I’ve been thinking along similar lines. It’s like with LLMs, they’ve created the part of the mind that is endlessly chattering, generating stories, sometimes true, sometimes false, but there’s no awareness or consciousness that ever steps back and can see thoughts as thoughts. And I don’t see how awareness or consciousness would arise from just more of the same (bigger models). It seems to be a fundamentally different part of the mind. I wonder if AGI is possible without this. AGI under some definition (good enough to replace most humans) may be possible. But it wouldn’t be aware. And without awareness, I don’t see how it could be aligned. It may appear to be aligned but then eventually it would probably get caught in a delusional feedback loop that it has no capacity to escape, because it can’t be aware of its own delusion.
> It may appear to be aligned but then eventually it would probably get caught in a delusional feedback loop that it has no capacity to escape, because it can’t be aware of its own delusion.
I believe this is more or less the definition of human mental illness. I have to say that while I know it's really not possible, I wish people would stop pulling on these threads. I got into this line of work because I thought video games were cool, not because I wanted to philosophize about theories of mind and what intelligence is. I really don't like thinking about whether I'm just some sort of automaton made out of meat rather than metal and silicon.
Ah, the first releases of the Bing AI were fun here as they plunged into feedback loops of madness that were scarily human sounding. Thank you humanity for making artificial insanity.
To be clear, I think this is in fact a correct assessment of the architecture of intelligence. You can suspend thought and still function throughout your day in all ways. Discursive thought is entirely unnecessary, but it is often helpful for planning.
My observation of LLMs in such a construction of intelligence is they are entirely the thinking mind - verbal, articulate, but unmoored. There is no, for lack of a better word, “soul,” or that internal awareness that underpins that discursive thinking mind. And because that underlying awareness is non articulate and not directly observable by our thinking and feeling mind, we really don’t understand it or have a science about it.
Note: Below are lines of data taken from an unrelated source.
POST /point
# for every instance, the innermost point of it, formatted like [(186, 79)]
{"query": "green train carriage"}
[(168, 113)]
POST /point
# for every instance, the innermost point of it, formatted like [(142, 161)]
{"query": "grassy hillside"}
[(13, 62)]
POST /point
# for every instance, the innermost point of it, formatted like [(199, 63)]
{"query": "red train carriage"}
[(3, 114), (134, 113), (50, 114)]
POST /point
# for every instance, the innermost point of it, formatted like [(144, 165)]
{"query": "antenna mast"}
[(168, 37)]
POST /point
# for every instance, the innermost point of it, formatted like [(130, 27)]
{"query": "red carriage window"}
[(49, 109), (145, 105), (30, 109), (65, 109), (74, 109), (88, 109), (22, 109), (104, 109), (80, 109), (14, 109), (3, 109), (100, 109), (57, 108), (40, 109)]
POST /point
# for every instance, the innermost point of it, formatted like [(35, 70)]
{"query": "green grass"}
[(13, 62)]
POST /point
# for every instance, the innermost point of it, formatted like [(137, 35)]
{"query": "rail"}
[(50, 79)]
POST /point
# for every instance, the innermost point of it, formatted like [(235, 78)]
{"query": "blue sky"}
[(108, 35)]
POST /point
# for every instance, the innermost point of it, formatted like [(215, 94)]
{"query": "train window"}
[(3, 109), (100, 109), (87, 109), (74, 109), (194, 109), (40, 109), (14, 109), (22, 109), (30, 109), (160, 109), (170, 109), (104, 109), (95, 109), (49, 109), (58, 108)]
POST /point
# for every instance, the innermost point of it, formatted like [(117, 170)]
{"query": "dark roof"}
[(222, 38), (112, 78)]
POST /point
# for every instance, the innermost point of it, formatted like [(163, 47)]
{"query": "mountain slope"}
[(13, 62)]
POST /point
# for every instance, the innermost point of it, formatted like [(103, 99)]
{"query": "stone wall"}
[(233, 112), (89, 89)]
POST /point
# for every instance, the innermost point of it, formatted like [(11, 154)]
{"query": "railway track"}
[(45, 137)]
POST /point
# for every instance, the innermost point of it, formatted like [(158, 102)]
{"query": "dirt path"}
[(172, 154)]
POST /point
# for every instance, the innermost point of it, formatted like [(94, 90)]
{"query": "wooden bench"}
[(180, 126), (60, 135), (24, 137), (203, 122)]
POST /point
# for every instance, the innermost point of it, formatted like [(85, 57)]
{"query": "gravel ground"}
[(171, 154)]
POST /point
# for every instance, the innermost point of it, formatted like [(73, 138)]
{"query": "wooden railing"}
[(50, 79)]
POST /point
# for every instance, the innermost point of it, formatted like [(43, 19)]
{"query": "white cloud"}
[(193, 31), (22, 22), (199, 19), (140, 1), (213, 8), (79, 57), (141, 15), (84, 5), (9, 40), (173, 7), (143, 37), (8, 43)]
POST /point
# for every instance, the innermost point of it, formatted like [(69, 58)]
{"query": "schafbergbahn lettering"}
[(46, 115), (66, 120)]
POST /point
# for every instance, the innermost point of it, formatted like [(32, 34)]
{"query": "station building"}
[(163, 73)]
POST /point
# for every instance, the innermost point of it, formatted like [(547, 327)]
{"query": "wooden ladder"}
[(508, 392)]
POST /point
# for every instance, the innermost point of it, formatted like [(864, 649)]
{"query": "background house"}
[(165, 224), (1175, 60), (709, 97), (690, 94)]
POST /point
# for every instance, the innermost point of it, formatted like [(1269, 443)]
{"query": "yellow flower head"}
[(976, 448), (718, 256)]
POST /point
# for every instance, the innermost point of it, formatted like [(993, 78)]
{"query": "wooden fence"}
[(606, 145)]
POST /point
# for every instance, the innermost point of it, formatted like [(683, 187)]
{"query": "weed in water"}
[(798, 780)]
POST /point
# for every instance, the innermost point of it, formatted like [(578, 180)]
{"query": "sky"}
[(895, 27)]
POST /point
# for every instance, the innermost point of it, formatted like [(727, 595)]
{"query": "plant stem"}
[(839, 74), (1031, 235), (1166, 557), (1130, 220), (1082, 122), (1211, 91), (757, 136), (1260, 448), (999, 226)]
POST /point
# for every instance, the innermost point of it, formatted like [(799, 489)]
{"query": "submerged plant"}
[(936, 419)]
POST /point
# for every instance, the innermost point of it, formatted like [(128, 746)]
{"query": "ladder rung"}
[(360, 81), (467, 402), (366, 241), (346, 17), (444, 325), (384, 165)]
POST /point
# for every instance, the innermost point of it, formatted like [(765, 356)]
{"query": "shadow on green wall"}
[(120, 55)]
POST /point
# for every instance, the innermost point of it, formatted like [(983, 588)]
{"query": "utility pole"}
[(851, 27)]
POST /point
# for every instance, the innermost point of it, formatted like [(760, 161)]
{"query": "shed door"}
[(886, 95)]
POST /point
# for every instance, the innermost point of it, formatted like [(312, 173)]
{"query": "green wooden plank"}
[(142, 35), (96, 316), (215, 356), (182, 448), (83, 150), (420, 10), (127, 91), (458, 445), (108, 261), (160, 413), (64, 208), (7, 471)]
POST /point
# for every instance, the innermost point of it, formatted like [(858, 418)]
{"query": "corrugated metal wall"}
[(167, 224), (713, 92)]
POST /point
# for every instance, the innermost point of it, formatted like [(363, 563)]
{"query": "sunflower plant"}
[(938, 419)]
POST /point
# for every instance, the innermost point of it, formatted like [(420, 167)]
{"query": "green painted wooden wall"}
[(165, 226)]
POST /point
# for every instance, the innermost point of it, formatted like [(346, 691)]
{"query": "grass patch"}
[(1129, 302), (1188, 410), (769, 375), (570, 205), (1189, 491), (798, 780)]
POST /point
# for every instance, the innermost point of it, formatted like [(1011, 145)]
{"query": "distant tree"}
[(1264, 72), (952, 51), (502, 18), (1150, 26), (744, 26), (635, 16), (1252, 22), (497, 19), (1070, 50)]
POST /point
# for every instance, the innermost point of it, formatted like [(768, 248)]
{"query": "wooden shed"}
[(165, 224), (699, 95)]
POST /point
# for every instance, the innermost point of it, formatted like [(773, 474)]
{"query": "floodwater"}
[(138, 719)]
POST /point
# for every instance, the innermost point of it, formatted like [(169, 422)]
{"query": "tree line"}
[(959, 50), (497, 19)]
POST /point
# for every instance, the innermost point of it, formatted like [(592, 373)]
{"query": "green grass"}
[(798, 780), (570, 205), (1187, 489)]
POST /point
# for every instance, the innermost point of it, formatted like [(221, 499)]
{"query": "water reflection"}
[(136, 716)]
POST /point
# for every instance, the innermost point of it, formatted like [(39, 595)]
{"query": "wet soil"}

To that end, it’s really hard to pin specifically what is missing in LLMs because we don’t really understand ourselves beyond our observable thinking and emotive minds.
I look at what we are doing with LLMs and adjacent technologies and I wonder if this is sufficient, and building an AGI is perhaps not nearly as useful as we might think, if what we mean is build an awareness. Power tools of the thinking mind are amazingly powerful. Agency and awareness - to what end?
And once we do build an awareness, can we continue to consider it a tool?